Hi,
since a week or so I got the following problem: while plucking my
default-database from pages on the web, the spider program on the PC
produces repeatable errors, which lead to stopping spidering before building
the Palm-Database.
My System in detail:
Plucker Version: "Plucker-1.1.11SR1.exe"
OS: W2K SP2
Internet-Connection: dial up ISDN
Simultaneous running programs using LAN/Internet/TCPIP: none ;-)
The error insists to exist even after a fresh boot. In error Protokoll #1 I
see 70 or so errors in the status display of the dialup connection, in
protokoll #2 I see 0. When I try to access those pages manually (with a
browser) I can't experience any difficulties. When I close the connection,
redial and start runsync again, it crashes at the same address, with the
same error, day for day :-( It makes me mad! ;-)
I had this problem sometimes before (with older versions of plucker - it
just froze back then, don't crashed), but usually, after after a reboot I
was able to build the database.
I can't figure out the problem by myself, so do you have a clue?? Is it a
python problem?
I would like to propose the following error handling paradigm: set up a
timer before getting a document.
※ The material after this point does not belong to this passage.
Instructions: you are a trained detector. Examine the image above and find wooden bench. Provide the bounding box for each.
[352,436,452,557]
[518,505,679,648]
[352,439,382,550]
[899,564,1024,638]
When the timer expires or a socket error or
similiar happens, just ignore *THIS* document and continue with the
others... My palm mainly serves me as a newsreader - and plucker was the
best solution so far for this purpose, but its glory fades with this naughty
behaviour...
Thanks for helping and happy hunting,
Christoph Munkelt
Protokoll#1 (using the "Planet Interkom" german ISP for dialup)
Processing http://www.heise.de/pda/newsticker/m21083.html.
160 collected, 113 still to do
Retrieved ok
Processing http://www.heise.de/pda/newsticker/m21082.html.
161 collected, 112 still to do
Traceback (innermost last):
File ".\PyPlucker\Spider.py", line 1090, in ?
retval = main (config, exclusion_lists)
File ".\PyPlucker\Spider.py", line 717, in main
spider.process_all(verbose=verbosity)
File ".\PyPlucker\Spider.py", line 365, in process_all
self.process (verbose)
File ".\PyPlucker\Spider.py", line 424, in process
post_data=post_data)
File ".\PyPlucker\Retriever.py", line 269, in retrieve
result = self._retrieve (url, alias_list, post_data)
File ".\PyPlucker\Retriever.py", line 228, in _retrieve
contents = webdoc.read ()
File "D:\Programme\Apps\Plucker\Python\lib\socket.py", line 106, in read
new = self._sock.recv(self._rbufsize)
socket.error: (10054, 'winsock error')
Error executing PyPlucker. Error: 1
Protokoll#2 (using a local university dial-in, same database, just 2 minutes
later)
Processing http://www.faz.net/IN/INtemplates/faznet.....B-0008C7F31E1E}.
190 collected, 102 still to do
Traceback (innermost last):
File ".\PyPlucker\Spider.py", line 1090, in ?
retval = main (config, exclusion_lists)
File ".\PyPlucker\Spider.py", line 717, in main
spider.process_all(verbose=verbosity)
File ".\PyPlucker\Spider.py", line 365, in process_all
self.process (verbose)
File ".\PyPlucker\Spider.py", line 424, in process
post_data=post_data)
File ".\PyPlucker\Retriever.py", line 269, in retrieve
result = self._retrieve (url, alias_list, post_data)
File ".\PyPlucker\Retriever.py", line 228, in _retrieve
contents = webdoc.read ()
File "D:\Programme\Apps\Plucker\Python\lib\socket.py", line 106, in read
new = self._sock.recv(self._rbufsize)
socket.error: (10054, 'winsock error')
Error executing PyPlucker. Error: 1